Several alternatives have been proposed to shift the paradigms of water management under uncertainty from predictive to decision-centric. An often-mentioned tool is the stress-test response surface, mapping system performance to a large sample of future hydro-climatic conditions. Dividing this exposure space between acceptable and unacceptable states requires a criterion of acceptable performance defined by a threshold. In practice, however, stakeholders and decision-makers may be confronted with ambiguous objectives for which the the acceptability threshold is not clearly defined (crisp).
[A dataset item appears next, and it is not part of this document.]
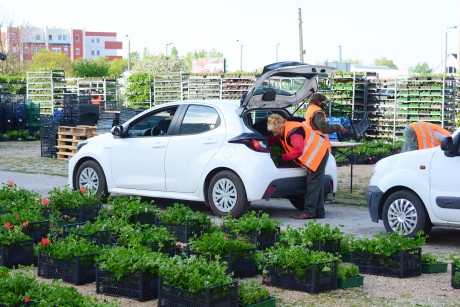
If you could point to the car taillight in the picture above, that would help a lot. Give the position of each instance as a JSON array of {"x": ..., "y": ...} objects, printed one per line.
[{"x": 251, "y": 142}]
To accommodate such situations, this paper integrates fuzzy thresholds to the response surface tool. Such integration is not straightforward when response surfaces also have their own irreducible uncertainty, from the limited number of descriptors and the stochasticity of hydro-climatic conditions. Incorporating fuzzy thresholds therefore requires articulating uncertainties that are different in nature: the irreducible uncertainty of the response itself relative to the variables that describe change, and the ambiguity of the acceptability threshold. We thus propose possibilistic surfaces to assess flood vulnerability with fuzzy acceptability thresholds. An adaptation of the logistic regression for fuzzy set theory combines the probability of acceptable outcome and the ambiguity of the acceptability criterion within a single possibility measure. We use the flood-prone reservoir system of the Upper Saint-François River Basin in Canada as a case study to illustrate the proposed approach. Results show how a fuzzy threshold can be quantitatively integrated when generating a response surface, and how ignoring it might lead to different decisions. This study suggests that further theoretical development should link the decision-making under deep uncertainty framework with the existing experience of fuzzy set theory, notably for hydro-climatic vulnerability analysis.